I’m sure for all fathers-to-be, the prospect of actual fatherhood is both a joyous and scary proposition. As well it should be. But it was fraught, for me, with worries that my son would experience some of the same pains I did by inheriting my Tourette’s or become deaf.
I’ve always wanted to be a father. When I was much younger, I pictured myself at 40, married with 4 or 5 children and hadn’t yet had my first tic. But life gave me several swerves. I have yet to be married and have one son… I’m 41 years old.
But when my son was born, all those dreams faded to black as I saw him, a preemie in his incubator, quietly fussing and looking like the perfect little person that he was. I had held him in my arms a little less than 2 weeks later, feeding him while rocking him in the rocking chair of the NICU in Jackson, MS. It was one of the most amazing things I had ever experienced. Seeing this little version of both myself and his mother created a feeling within that I cannot describe.
What I can describe, however, is the feeling later on of “I hope he doesn’t develop Tourette’s! I hope he doesn’t go deaf!”
Perhaps that is shallow because, after all, I would still love him and be there for him no matter what. But the feelings and thoughts remained. In fact, they grew!
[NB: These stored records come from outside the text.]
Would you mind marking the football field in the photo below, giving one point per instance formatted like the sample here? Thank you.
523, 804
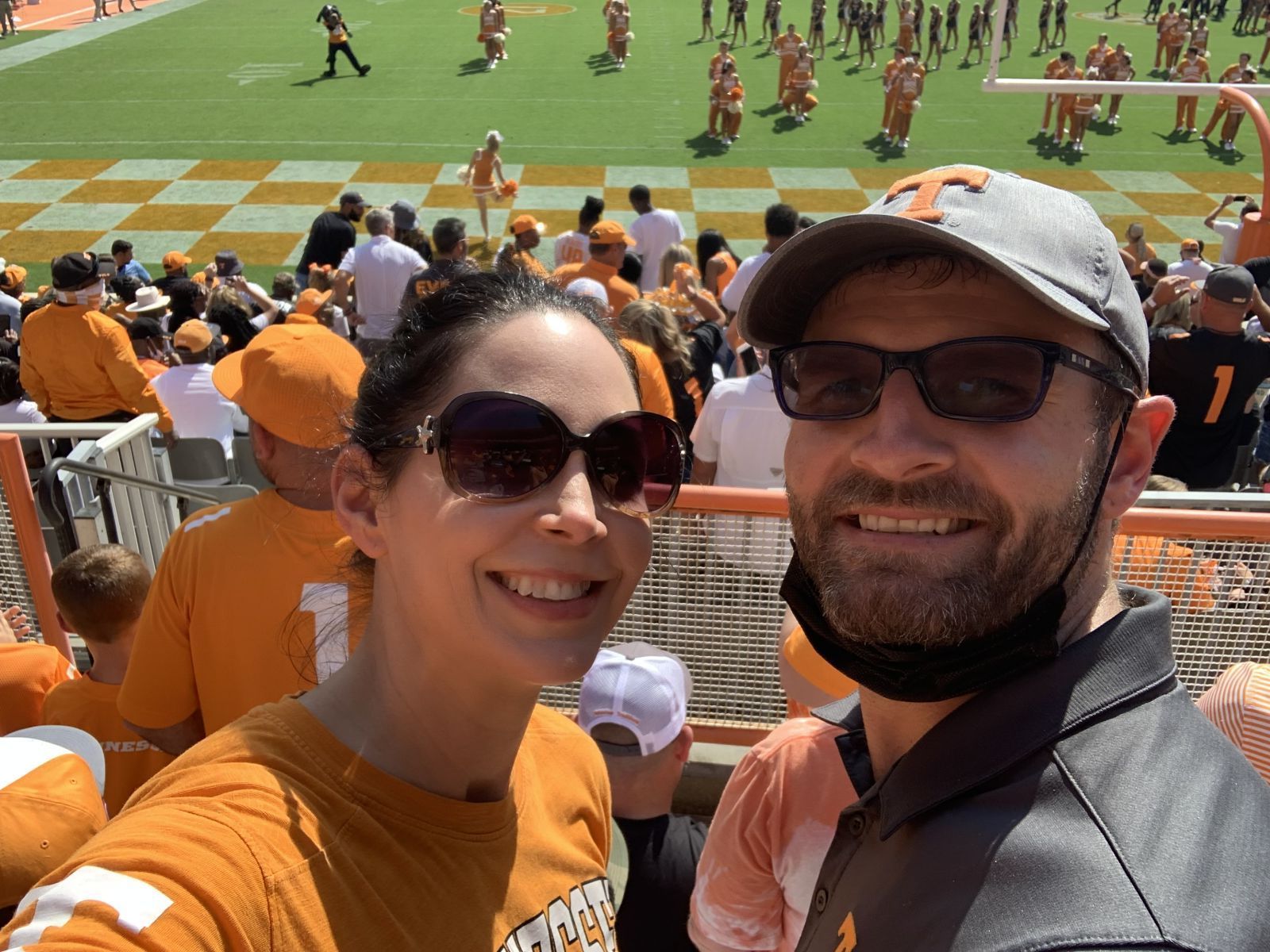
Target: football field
198, 125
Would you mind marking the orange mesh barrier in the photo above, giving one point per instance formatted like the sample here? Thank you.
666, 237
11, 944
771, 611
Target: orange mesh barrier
711, 594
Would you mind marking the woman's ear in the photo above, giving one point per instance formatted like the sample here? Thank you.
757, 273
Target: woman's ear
355, 501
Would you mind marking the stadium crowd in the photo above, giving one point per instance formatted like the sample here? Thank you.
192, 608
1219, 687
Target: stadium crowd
315, 727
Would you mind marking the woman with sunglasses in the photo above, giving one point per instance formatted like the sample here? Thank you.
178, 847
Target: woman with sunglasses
497, 490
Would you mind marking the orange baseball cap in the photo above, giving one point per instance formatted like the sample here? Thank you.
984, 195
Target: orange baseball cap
311, 301
298, 381
609, 232
50, 803
527, 222
175, 259
194, 336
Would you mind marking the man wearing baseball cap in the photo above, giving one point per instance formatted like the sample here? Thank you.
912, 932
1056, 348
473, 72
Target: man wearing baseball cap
1033, 776
1210, 372
607, 249
197, 408
249, 602
634, 704
518, 255
76, 363
330, 236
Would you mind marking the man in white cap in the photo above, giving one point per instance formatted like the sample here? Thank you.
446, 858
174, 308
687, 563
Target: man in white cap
1032, 774
634, 704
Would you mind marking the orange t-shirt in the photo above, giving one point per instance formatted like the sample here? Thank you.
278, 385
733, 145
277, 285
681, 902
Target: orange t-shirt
620, 292
29, 672
239, 598
93, 708
275, 835
775, 822
654, 390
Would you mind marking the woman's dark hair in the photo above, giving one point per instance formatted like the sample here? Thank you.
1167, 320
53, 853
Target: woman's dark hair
402, 386
10, 386
709, 244
226, 309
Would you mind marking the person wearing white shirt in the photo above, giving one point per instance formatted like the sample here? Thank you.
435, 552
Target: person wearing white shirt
780, 224
383, 270
573, 247
654, 232
1231, 230
1191, 266
196, 405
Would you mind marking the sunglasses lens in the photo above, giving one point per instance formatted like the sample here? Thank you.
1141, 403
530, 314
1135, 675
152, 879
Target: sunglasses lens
638, 463
503, 448
829, 381
984, 380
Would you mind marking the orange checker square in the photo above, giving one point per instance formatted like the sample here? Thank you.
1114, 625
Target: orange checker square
14, 213
44, 247
1070, 179
399, 173
882, 178
292, 194
1231, 183
121, 192
175, 217
840, 201
1155, 230
1172, 202
730, 178
65, 169
564, 175
270, 248
676, 200
733, 225
230, 171
455, 197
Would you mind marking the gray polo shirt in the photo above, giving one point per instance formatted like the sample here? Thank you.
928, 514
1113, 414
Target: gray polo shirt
1083, 805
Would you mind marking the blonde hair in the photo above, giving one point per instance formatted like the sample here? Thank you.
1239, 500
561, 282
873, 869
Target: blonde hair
673, 255
652, 324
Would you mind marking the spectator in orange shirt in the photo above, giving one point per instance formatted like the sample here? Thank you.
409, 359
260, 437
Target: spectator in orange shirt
607, 251
76, 363
101, 592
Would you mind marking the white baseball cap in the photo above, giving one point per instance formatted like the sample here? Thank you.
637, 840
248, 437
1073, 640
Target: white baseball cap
641, 689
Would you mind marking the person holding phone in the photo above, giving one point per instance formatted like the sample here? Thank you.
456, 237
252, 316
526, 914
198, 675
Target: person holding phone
1230, 230
497, 490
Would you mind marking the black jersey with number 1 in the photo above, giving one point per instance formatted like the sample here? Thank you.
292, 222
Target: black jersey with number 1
1210, 378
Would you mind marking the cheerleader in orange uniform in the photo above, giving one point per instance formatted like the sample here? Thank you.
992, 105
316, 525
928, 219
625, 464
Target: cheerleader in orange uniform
910, 101
729, 92
480, 175
798, 101
619, 31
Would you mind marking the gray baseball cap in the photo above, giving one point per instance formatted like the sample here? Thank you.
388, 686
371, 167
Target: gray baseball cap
1048, 241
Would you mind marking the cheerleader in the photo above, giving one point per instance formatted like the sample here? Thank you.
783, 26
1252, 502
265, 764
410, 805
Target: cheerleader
798, 99
910, 101
619, 31
729, 92
480, 173
935, 40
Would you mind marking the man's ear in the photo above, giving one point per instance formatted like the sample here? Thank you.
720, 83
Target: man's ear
1147, 425
355, 503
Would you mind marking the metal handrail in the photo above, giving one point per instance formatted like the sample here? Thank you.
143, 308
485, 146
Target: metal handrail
48, 478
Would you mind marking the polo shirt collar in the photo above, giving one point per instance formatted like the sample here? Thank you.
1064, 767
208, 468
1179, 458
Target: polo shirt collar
1127, 660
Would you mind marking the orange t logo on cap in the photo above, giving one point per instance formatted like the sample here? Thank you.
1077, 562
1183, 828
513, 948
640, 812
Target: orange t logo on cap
930, 184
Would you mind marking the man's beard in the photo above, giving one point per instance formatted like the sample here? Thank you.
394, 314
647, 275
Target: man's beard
899, 600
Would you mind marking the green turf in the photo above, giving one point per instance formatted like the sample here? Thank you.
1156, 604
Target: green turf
198, 84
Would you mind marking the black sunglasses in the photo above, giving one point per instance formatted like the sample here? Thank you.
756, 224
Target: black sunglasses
502, 447
984, 380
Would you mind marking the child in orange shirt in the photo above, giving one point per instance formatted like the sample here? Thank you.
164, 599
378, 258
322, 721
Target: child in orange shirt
99, 593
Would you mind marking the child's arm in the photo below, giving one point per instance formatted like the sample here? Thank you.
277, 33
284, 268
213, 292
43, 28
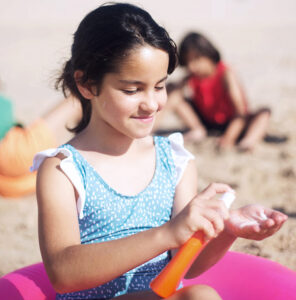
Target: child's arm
251, 222
210, 214
238, 123
235, 92
70, 265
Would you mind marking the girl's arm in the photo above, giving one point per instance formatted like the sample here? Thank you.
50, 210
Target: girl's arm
211, 224
70, 265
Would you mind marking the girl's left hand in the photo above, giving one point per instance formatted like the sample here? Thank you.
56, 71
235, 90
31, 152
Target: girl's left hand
254, 222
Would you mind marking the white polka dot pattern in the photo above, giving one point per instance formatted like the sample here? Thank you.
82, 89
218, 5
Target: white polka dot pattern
109, 215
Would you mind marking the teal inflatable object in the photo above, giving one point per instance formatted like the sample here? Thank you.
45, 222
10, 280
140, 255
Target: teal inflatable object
6, 116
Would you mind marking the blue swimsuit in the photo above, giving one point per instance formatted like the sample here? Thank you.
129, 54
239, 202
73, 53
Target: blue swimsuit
105, 214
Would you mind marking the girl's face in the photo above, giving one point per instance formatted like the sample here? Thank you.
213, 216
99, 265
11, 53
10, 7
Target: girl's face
129, 100
200, 66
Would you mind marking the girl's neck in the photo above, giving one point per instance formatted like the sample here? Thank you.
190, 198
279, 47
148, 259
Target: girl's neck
109, 142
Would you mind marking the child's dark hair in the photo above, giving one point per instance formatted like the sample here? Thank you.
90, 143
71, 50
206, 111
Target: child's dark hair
199, 44
104, 37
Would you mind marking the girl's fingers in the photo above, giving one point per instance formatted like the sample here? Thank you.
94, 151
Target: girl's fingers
208, 228
216, 220
215, 188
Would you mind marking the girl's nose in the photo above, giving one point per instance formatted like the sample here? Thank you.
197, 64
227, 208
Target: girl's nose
150, 103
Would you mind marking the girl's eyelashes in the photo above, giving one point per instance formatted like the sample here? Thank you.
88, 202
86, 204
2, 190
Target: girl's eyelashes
132, 92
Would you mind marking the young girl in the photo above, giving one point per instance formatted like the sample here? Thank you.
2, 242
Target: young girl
211, 98
114, 200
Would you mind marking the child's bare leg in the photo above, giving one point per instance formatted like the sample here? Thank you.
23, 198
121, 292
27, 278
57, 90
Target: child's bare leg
255, 131
200, 292
232, 133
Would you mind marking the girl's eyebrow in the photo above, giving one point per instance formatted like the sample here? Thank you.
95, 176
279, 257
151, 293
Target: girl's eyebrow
140, 82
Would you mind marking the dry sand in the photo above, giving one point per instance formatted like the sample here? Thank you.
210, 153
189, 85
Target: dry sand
257, 39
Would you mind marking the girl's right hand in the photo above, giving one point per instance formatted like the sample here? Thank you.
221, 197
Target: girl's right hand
204, 212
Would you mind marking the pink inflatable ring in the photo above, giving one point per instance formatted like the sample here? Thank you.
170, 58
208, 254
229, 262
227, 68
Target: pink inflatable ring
237, 276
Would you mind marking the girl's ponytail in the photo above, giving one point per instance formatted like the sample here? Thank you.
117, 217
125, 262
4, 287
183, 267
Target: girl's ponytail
67, 83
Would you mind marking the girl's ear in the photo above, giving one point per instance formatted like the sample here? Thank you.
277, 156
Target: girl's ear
85, 90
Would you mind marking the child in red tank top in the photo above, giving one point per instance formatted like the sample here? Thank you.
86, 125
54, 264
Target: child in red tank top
211, 99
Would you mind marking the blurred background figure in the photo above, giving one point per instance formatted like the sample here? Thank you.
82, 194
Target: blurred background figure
19, 144
210, 99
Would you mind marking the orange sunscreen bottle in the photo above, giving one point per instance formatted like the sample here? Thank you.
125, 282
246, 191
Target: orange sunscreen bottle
167, 282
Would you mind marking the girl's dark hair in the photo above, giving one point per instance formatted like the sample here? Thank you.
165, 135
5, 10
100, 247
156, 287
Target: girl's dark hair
103, 38
199, 44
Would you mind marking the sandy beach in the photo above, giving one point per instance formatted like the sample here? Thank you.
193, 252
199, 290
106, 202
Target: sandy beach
256, 39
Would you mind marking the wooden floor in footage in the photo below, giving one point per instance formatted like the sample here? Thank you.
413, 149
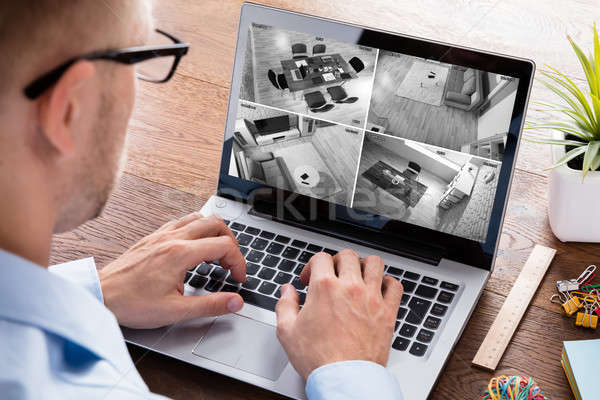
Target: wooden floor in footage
174, 151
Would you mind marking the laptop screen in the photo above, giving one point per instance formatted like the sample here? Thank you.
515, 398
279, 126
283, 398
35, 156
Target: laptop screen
381, 132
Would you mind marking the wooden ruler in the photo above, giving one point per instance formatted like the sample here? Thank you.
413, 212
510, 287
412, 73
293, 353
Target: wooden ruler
513, 309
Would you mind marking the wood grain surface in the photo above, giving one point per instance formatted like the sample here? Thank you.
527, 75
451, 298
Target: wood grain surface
175, 143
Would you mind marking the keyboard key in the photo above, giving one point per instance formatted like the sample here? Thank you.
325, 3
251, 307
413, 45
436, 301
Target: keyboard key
252, 230
400, 343
266, 273
237, 226
314, 248
251, 283
330, 251
218, 273
255, 256
286, 265
244, 240
411, 275
267, 235
445, 297
259, 244
418, 310
305, 256
401, 313
203, 269
251, 268
407, 330
229, 288
299, 243
439, 310
291, 253
198, 281
432, 322
274, 248
425, 336
409, 286
426, 291
449, 286
213, 285
258, 299
418, 349
297, 283
282, 239
282, 278
429, 281
405, 299
267, 287
271, 261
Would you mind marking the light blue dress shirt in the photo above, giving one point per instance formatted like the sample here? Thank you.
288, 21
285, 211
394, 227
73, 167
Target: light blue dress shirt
59, 341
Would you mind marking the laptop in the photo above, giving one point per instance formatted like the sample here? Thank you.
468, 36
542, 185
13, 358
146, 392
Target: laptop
425, 189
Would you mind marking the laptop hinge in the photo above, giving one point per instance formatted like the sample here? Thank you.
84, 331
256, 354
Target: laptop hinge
391, 243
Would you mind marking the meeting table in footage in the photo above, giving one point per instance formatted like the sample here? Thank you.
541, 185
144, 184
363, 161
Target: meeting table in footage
390, 134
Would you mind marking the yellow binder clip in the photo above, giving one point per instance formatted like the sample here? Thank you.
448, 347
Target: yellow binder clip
569, 304
587, 319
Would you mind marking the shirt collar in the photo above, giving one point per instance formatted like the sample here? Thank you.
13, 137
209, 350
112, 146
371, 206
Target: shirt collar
32, 295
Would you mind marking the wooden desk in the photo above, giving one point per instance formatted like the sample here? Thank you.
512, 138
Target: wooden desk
175, 143
313, 64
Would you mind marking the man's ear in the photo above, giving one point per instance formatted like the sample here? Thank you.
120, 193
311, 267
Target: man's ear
59, 107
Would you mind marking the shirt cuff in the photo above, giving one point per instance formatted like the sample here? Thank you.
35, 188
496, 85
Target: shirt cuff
81, 272
352, 380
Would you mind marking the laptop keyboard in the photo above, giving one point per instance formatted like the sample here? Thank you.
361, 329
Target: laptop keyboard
273, 260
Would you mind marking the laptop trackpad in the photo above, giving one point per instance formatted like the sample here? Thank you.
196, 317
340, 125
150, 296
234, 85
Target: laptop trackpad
245, 344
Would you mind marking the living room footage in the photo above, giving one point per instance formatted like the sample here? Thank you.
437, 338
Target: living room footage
407, 181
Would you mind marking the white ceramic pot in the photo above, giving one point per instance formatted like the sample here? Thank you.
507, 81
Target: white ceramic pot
572, 203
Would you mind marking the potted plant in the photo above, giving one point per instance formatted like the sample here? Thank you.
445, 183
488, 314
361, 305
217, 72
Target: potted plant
574, 177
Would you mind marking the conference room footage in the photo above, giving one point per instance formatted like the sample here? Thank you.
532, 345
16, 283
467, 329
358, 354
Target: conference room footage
304, 74
450, 106
425, 185
294, 152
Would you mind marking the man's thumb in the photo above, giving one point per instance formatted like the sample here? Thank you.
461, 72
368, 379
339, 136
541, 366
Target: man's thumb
212, 304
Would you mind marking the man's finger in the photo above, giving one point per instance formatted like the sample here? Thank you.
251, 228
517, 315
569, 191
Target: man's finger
373, 268
210, 305
392, 292
319, 266
347, 265
178, 223
222, 248
287, 308
205, 227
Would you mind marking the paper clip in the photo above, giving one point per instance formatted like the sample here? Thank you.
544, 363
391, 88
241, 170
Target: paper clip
587, 319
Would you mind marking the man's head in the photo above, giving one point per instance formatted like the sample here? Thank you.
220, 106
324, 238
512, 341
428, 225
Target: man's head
66, 146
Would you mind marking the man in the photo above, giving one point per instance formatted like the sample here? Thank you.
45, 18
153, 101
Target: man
61, 142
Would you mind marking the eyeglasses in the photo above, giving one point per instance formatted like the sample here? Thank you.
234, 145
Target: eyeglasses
158, 63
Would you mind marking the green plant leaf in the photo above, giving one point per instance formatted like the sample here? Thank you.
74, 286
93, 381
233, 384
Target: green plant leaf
587, 67
590, 155
569, 156
573, 89
557, 142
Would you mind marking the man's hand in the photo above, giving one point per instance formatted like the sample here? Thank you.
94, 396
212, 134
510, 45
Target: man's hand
144, 287
349, 314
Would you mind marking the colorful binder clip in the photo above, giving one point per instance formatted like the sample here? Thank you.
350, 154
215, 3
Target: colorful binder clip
585, 318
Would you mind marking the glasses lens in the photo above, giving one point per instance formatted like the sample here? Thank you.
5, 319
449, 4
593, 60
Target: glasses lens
155, 69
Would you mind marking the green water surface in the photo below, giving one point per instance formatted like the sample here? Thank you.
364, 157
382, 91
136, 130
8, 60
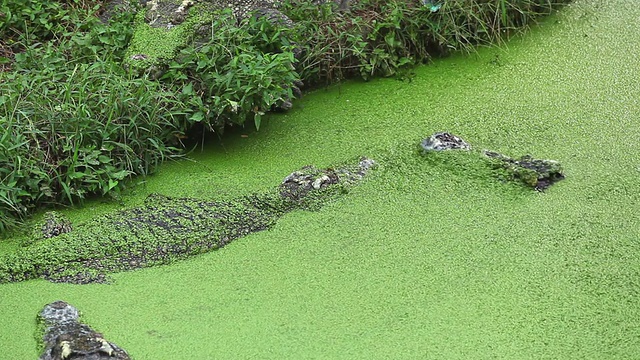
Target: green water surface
420, 261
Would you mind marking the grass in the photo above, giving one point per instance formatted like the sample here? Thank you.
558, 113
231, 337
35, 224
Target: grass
415, 263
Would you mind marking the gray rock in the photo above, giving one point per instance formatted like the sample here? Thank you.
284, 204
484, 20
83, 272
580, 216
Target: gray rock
66, 338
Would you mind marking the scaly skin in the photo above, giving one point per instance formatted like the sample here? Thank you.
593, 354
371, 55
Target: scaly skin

As I had often reflected back on my own life, both as a teen and an adult, I remembered all the embarrassment, rejection, dirty looks, disbelief, ridicule and all the other things some go through being deaf or hard of hearing or having Tourette Syndrome. Imagine all of that on top of all the normal experiences of being a teenager along with depression. These are things I am still dealing with on different levels and I wanted to minimize it for him as much as I could, should it be revealed that he becomes anything like me as far as TS or deafness.
As time went on, especially once he turned 4 or 5, some of my fears of his becoming deaf subsided. Actually, they mostly all subsided. He could hear perfectly and, as a child of deaf parents (CODA), he could sign with the best of them. But a single fear still remained.
I wasn’t diagnosed with TS until I was 15 but it has become better now for kids as many are diagnosed much earlier. In fact, many kids show symptoms as early as 5 years old. My symptoms showed up merely a few weeks before I was diagnosed. So the fear receded into the back of my mind.
Growing up, he’s seen me struggle with TS, with my hearing. He’s been there to interpret for me when one wasn’t available. He cheered me on when I was implanted with my cochlear implant. He has been a constant reminder to me that my fears were holding me back from appreciating all of his gifts and the fact that I still had much to contribute, not just to his upbringing but also to others.
Now at 15, the age I was when I was diagnosed, he has shown no signs of having TS. No tics, vocal or otherwise. To be clear, I am not ashamed of my TS nor my deafness. I embrace who I am and all my differences from everyone else. But it is a weight off my shoulders. I no longer fear if he has TS and the symptoms show up later than they did with me. He’s a strong boy and I like to think I had something to do with that.